Protection of Own Contract

If two parties have separate contracts with a third, each may resort to any means at his disposal to secure performance of his contract even though the necessary result will be to cause a breach of the other contract. (Imperial Ice Co. v. Rossier (1941) 18 Cal.2d 33, 37.)

Manager’s Privilege

A manager or agent may protect the interests of his employer by counseling the breach of a third party contract that he reasonably believes to be harmful to his employer’s best interests. (Aalgaard v. Merchant’s Nat’l Bank, Inc. (1990) 224 Cal.App.3d 674, 684.) To claim the privilege, the manager need not be acting solely on behalf of his own employer; he is entitled to protection so long as the employer’s interest was one of the factors motivating his conduct. (Shapoff v. Scull (1990) 222 Cal.App.3d 1457, 1469.)

Litigation Privilege

The litigation privilege (Cal. Civil Code, §47, subd. (b)) may be a defense to actions for intentional interference with contractual relations. (Rosenthal v. Irell & Manella (1982)135 Cal.App.3d 121, 128, 185 [action against law firm members for inducing breach of contract between plaintiff and insurance carrier based on statements made in course of litigation].)

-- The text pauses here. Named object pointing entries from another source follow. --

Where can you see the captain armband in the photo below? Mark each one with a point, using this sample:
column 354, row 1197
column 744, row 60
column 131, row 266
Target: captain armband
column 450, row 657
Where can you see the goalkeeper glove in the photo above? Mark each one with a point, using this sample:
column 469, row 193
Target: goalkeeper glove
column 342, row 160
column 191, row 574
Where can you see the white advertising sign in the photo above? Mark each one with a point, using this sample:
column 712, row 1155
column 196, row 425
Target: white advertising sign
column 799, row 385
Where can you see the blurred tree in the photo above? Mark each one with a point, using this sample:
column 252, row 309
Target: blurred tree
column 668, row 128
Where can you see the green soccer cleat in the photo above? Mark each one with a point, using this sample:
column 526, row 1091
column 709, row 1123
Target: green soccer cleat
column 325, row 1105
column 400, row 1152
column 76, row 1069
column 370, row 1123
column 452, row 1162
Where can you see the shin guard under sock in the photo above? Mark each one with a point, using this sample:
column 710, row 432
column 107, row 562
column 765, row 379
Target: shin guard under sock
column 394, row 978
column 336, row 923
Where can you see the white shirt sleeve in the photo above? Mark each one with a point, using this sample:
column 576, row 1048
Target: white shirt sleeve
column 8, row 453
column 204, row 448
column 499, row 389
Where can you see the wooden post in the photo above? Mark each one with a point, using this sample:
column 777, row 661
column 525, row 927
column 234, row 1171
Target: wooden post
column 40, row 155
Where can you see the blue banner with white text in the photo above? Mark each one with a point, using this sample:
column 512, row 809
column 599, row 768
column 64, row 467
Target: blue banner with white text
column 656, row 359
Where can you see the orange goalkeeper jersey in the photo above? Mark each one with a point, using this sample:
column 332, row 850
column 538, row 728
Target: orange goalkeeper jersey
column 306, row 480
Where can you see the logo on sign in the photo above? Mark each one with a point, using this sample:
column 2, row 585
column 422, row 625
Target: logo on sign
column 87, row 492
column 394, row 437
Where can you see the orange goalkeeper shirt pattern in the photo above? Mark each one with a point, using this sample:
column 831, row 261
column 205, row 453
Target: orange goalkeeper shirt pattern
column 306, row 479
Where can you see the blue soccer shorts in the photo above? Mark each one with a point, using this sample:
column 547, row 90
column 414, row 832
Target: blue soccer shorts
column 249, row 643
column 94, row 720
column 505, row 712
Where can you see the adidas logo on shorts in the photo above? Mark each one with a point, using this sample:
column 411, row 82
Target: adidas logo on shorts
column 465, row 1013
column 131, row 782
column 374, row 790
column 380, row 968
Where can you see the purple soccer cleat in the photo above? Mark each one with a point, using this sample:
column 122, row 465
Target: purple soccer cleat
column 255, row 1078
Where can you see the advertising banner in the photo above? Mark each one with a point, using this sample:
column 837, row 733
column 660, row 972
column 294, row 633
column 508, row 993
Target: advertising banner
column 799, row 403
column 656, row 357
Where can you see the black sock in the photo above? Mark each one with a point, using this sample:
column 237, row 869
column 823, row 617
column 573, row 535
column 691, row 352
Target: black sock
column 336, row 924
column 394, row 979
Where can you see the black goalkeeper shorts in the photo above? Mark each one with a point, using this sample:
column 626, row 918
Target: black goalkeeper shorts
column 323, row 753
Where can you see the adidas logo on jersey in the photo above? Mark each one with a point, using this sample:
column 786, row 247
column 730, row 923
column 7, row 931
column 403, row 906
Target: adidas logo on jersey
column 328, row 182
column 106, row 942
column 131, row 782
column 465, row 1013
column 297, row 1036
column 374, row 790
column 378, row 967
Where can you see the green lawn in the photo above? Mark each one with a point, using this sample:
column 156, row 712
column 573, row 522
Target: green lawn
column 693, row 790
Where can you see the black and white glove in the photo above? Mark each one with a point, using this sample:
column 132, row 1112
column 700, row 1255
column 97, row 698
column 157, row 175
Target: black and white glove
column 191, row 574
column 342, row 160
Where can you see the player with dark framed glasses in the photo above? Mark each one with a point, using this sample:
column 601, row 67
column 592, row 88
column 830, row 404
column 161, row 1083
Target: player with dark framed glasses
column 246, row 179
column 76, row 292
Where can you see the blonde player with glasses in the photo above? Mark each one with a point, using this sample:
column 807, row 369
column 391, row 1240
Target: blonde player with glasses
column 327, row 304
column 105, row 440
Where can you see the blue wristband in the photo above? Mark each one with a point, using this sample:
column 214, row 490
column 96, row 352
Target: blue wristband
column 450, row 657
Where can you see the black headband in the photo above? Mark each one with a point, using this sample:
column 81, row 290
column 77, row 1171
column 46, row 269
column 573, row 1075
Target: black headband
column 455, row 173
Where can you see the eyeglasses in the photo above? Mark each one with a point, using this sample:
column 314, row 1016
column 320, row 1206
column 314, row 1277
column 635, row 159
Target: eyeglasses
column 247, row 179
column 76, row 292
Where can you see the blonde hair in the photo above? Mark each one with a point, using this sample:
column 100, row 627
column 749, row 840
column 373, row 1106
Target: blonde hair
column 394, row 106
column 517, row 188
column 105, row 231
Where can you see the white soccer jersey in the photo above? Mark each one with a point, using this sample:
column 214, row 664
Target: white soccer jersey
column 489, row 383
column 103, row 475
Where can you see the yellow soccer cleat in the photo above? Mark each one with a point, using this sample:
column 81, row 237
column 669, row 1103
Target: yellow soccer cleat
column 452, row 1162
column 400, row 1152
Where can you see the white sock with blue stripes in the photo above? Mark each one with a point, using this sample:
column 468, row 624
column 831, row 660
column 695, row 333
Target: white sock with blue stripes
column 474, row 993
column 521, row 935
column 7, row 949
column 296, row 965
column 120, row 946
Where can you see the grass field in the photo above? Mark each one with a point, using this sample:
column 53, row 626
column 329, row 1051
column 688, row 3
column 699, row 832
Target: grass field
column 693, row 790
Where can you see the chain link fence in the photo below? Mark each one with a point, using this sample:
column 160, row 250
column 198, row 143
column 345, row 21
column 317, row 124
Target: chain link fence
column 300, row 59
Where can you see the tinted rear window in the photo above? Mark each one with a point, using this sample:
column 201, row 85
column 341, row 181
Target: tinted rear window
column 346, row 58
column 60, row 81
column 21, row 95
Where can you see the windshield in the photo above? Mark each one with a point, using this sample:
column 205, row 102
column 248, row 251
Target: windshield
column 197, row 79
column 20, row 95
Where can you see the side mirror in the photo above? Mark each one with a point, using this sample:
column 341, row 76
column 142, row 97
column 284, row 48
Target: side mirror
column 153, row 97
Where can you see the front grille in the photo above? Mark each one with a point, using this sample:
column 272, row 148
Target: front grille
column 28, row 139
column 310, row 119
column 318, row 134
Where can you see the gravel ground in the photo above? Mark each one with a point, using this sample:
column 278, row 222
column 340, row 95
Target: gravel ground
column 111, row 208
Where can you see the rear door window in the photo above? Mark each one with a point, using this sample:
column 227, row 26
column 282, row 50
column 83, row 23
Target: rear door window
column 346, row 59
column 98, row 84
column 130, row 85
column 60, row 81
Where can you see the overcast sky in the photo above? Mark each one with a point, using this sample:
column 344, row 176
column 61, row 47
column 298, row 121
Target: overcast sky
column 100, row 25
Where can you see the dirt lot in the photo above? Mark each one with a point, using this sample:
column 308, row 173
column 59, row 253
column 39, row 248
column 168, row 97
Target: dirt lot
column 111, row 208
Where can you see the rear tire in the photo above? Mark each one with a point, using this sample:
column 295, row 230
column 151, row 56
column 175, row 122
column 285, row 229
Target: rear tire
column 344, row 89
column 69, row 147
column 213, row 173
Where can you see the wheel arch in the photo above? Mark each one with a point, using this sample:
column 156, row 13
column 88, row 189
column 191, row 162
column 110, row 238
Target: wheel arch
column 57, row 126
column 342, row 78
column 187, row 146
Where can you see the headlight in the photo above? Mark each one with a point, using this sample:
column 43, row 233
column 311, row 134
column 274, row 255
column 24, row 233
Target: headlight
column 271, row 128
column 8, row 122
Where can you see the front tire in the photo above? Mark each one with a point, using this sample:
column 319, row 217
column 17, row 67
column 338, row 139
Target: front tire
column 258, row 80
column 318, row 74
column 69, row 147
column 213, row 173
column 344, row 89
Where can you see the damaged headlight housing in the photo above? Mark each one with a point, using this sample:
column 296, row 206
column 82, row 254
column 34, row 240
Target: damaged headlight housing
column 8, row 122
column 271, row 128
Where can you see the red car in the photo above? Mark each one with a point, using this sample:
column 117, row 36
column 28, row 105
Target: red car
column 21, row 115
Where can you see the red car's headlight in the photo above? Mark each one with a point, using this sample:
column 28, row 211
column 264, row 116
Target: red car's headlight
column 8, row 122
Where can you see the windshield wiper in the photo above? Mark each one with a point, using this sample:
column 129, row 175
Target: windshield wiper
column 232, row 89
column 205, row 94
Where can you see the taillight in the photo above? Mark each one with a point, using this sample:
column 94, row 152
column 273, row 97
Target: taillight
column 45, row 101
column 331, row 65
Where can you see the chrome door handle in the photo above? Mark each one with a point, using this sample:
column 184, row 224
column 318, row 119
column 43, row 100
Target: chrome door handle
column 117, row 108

Factors in Determining Privilege

The defenses of privilege or justification are usually established by facts rather than pleadings and depend on a careful balancing of the importance of the objective advanced by the interference against the importance of the interest interfered with, considering all the circumstances, including the nature of the actor’s conduct and the relationship between the parties. (Abrams & Fox, Inc. v. Briney (1974) 39 Cal.App.3d 604, 609-10 [privilege or justification of husband’s interference with wife’s contract with her divorce attorney on basis on public interest in reconciliation could not be resolved on demurrer].)